部屋の隅へと転がされた加代子さんのスマホは、僕からのLINEの着信を知らせていました。しかし、今の彼女にそれを見ることは困難でした。
背中から大きな女の身体に押し潰され、身動きが取れなくなっていたからです。
『奈美ちゃんっ!…、ちょっと重たいから…、ちょっとだけ離れて…、お願い…、おばさん、ちょっと重いから~…、』
それはまだ、優しい言葉だった。何度も『ちょっと…、』と言ったのは、身体の大きな奈美を気遣ってのことなです。
しかし、身体に触れてくる手の力強さとその勢いは男性そのもの。『女の同士、ご近所同士だから大丈夫だろう。』と高を括っていた彼女も慌て始めます。
そして聞こえてきた、『おばちゃん…、おばちゃん…、』と自分を呼ぶ奈美の声。その声は、バートナーへと求めようとしている女の声でした。
『奈美ちゃん、ごめんなさい~!…、おばちゃん、女の人とはこう言うことはしないからぁ~!…、』
ここでは、そうハッキリと告げた彼女。もう、奈美のことを気遣う余裕もなく、『間違ってる!』と諭すのです。
加代子さんは、心の中で奈美に呟きます。

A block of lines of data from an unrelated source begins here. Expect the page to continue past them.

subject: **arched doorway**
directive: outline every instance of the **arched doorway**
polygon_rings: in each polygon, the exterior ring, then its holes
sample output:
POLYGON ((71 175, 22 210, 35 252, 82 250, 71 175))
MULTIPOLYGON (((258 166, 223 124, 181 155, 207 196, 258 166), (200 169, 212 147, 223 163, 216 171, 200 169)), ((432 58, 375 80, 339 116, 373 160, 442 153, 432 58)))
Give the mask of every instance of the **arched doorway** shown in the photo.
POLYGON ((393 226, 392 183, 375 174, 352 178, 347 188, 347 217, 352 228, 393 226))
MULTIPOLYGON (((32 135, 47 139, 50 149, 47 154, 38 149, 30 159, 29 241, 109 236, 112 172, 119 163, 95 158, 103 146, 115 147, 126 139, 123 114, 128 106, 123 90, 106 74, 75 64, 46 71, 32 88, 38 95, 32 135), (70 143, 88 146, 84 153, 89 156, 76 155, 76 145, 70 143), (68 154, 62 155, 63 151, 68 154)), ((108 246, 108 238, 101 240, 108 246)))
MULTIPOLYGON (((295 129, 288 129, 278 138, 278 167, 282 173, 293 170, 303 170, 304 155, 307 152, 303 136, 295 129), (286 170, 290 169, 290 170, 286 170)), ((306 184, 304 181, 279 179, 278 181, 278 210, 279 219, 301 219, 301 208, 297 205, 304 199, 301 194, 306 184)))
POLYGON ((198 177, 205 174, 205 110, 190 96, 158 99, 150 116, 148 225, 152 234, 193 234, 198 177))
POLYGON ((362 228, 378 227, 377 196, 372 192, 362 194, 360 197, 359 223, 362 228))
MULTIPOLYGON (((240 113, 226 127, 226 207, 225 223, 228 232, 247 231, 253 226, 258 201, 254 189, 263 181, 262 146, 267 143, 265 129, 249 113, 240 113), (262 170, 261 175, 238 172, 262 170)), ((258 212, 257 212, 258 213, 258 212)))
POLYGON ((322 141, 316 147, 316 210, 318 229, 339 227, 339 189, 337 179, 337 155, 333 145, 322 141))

『気を取り直して、もう私を離して…。』と…。しかし、次の言葉に心を揺らされてしまうのでした。
『私のナオミチとだったら、いいの~?…、ナオミチとだったら、拒まないのぉ~?身体、許せるのぉ~?…、』
それを聞いた加代子さん。『二人の関係がバレてしまっている。』と言うのに、そこには興味は向きません。
奈美の放った『私のナオミチ…。』という言葉ばかりが頭の中を駆け巡ります。『私のナオミチ?私の?』と、何かが崩れそうにもなるのです。

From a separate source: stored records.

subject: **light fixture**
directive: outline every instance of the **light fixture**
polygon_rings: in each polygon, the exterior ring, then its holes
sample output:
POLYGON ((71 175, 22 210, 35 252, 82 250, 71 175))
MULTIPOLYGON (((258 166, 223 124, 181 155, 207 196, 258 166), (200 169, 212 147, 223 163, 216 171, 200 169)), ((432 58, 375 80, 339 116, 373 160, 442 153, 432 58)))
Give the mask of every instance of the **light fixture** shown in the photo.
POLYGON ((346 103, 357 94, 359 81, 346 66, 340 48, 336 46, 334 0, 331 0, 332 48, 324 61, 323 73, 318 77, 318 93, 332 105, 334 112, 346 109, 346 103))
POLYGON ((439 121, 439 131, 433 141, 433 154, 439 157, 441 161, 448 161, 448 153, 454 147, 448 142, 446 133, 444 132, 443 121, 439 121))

そして、加代子さんの中で空想をされていく若い二人のカップルの姿。彼氏だと思っていたその男は笑顔を作り、目の前のこの女と寄り添っていく。
二人は唇を重ね合い、激しいキスを繰り返していた。そして、『自分のモノ。』だと思っていた男性器は勃起をし、この女の股間へと突き刺さっていく。
彼氏が私だけに見せてくれる射精をする時の顔。その顔をしながら、この奈美と言う女の身体の中で、あの人は果てるのです。

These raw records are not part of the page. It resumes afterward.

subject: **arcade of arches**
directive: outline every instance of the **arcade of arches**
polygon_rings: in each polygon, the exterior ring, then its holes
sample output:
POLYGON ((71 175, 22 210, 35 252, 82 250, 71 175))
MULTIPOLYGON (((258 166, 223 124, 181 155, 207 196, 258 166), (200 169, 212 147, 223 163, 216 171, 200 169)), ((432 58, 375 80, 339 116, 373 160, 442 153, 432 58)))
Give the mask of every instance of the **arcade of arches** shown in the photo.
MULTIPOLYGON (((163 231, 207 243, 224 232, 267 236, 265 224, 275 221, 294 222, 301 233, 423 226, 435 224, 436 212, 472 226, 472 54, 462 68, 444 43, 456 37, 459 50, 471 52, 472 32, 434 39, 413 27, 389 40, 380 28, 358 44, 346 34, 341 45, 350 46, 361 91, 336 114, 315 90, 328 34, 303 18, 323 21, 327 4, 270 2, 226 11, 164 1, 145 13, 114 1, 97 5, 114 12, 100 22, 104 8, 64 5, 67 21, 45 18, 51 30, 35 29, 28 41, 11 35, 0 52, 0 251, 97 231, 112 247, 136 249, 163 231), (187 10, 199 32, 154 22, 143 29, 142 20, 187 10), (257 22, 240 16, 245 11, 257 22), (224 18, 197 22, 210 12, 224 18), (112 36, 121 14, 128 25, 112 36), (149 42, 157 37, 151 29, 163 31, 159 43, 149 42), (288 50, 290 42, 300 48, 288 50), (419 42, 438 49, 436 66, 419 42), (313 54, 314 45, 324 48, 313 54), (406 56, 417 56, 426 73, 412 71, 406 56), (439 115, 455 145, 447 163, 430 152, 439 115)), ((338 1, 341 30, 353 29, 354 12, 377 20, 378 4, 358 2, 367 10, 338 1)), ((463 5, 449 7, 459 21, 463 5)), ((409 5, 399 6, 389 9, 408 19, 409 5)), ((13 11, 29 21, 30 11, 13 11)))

『35歳もの年の差があるおばさん』、若い女性が現れれば、若い彼氏になと捨てられるは当然。
いつも、どこかでそれに怯えていた自分がいたのは確かなのです。
『彼、優しいでしょ?…、私、女性も大丈夫だからそうでもないけど、それでもおばちゃんとセックスしてるのはいい気はしないのよぉ~…、』
最後の力を振り絞り、床に手をついた加代子さん。しかし、奈美のこの言葉に、その手からは力が抜けていっきます。
『脱力感』、それは身体だけではなく、気持ちまでも支配をしてしまうものなのです。不思議と涙は出ません。
目を閉じていく加代子さんの首筋へと、奈美の厚い唇が押しあてられていきます。その口紅はまだ潤っており、彼女がついさっき薄く上塗りをしたものでした。
その唇から出された舌は加代子さんの首や耳の裏を舐め、愛撫を始めます。
それを受ける加代子さんですが、『女にやられている。』と思うだけで、気持ちは盛り上がりません。
そして、額にあてられた大きな手。力が込められると、伏せた加代子さんの頭が上へと持ち上がり始めました。
更にその手は頭へと巻き付くと、グッと後ろへと回されるのです。
(なによ、この女…。なんで、女なんかと…。)
現れた奈美の顔に、加代子さんはそう嫌悪感を感じています。気持ちはそのキスを拒むつもりでした。
しかし、
『その唇も返して…、ナオミチのキスも知っている唇でしょ…、もう全部、私に返して…、』
その言葉に、加代子さんの最後まで残っていた彼女の心も折られてしまったのです。
重なり合う唇。『同じ男を愛した唇。』、加代子さんの中から、女の奈美に対しての嫌悪感が消えていきます。
厚い彼女の唇に包まれ、どこかそれに応えようとしてしまう自分の唇。出口を失くした加代子さんは、その知らない世界へと入り込んでいくのです。